The Omnibus Trade and Competitiveness Act of 1988 (OTCA) seeks to bolster the competitiveness of American companies through changes in the substance and process of trade law. Although building on earlier legislation, this most recent major trade law addresses a far broader scope of issues, more forcefully asserts the interests of American firms, and provides executive branch officials with much less discretion in implementation.

Although the United States has championed the cause of free trade through multilateral agreements under the General Agreement on Tariffs and Trade (GATT) and the World Trade Organization (WTO), concerns about the competitiveness of American workers and companies mounted in the 1980s with the rapid emergence of Japan as an economic power, growing trade deficits, and job losses in manufacturing. Constituent pressures on Congress for protection against unfair foreign trade practices increased, and the OTCA was passed after lengthy deliberations and over some opposition by the Reagan administration.

Rising imports led to increasing complaints that foreign firms competed unfairly by predatory pricing or “dumping” and by export subsidies from their governments. The OTCA amended earlier legislation to improve the enforcement of antidumping provisions and facilitate the imposition of countervailing duties to combat foreign subsidies. Some criticize these efforts to defend domestic markets arguing that the costs to American firms and workers in the particular industry affected may be offset by benefits to other stakeholders, most notably consumers of the cheaper goods.

More central to the OTCA than the defense of domestic markets were efforts to enhance the competitiveness of American firms abroad. To this end, the Foreign Corrupt Practices Act of 1977 (FCPA) was amended to relax constraints on payments to secure the timely performance of routine governmental actions. American employees became legally liable only when they had “knowledge” rather than the “reason to know” of the illegal uses of their funds. Corporate liability for employees' actions was also reduced, thus creating the possibility of scapegoating midlevel managers. Some suggest that these changes may undermine the intent of the FCPA to align American officials' actions abroad to their home country standards.

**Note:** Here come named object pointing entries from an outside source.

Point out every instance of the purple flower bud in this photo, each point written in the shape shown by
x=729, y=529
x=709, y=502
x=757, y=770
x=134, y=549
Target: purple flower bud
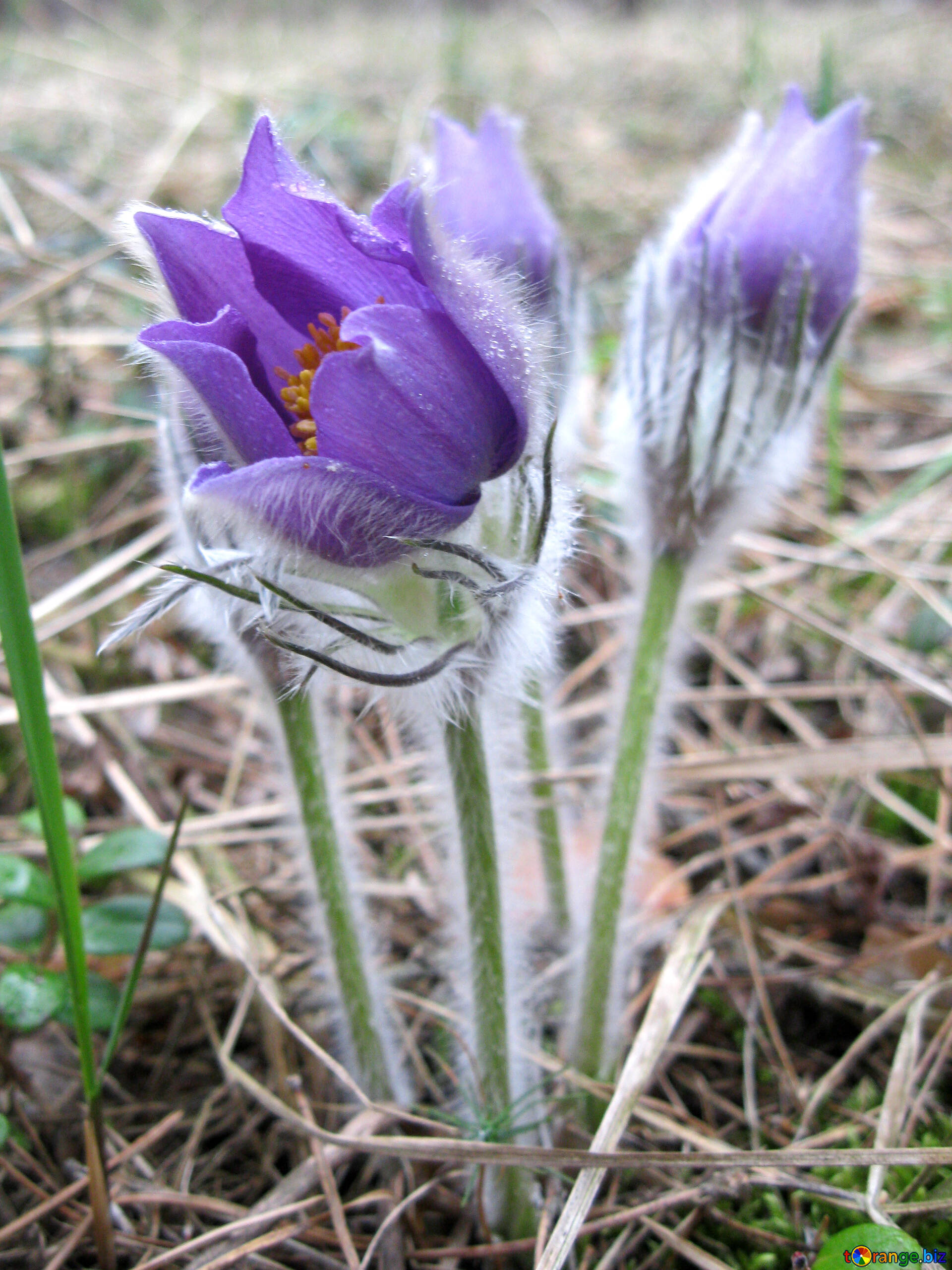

The most controversial sections of the OTCA deal with efforts to combat unfair trading practices of foreign governments and firms that reduced the competitiveness of American firms abroad. Congress sought to ensure aggressive actions by the executive branch by transferring authority to retaliate against such practices, conferred under Section 301 of the Trade Act of 1974, to the U.S. Special Trade Representative and specifying in detail the procedures to be followed. What came to be known as Super 301 required the identification of nations engaged in egregiously unfair trade practices and the unilateral imposition of sanctions if necessary to end them. Of particular concern were barriers to the expansion of service industries not yet protected under the multilateral agreements. Even more critical were infringements on intellectual property rights that slowed the foreign penetration of high-technology industries considered essential to American economic growth. In response, a Special 301 clause was included in the OTCA requiring close monitoring of countries for violations of these rights, the public listing of violators, and the initiation of bilateral negotiations, backed by the threat of trade sanctions. In 2006, for example, although only one nation, Ukraine, was placed on the Priority Foreign Country list reserved for the most serious offenders, 13 countries appeared on a Priority Watch List for failing to provide adequate levels of protection, and a Watch List numbered 36, including the EU, China, and Canada.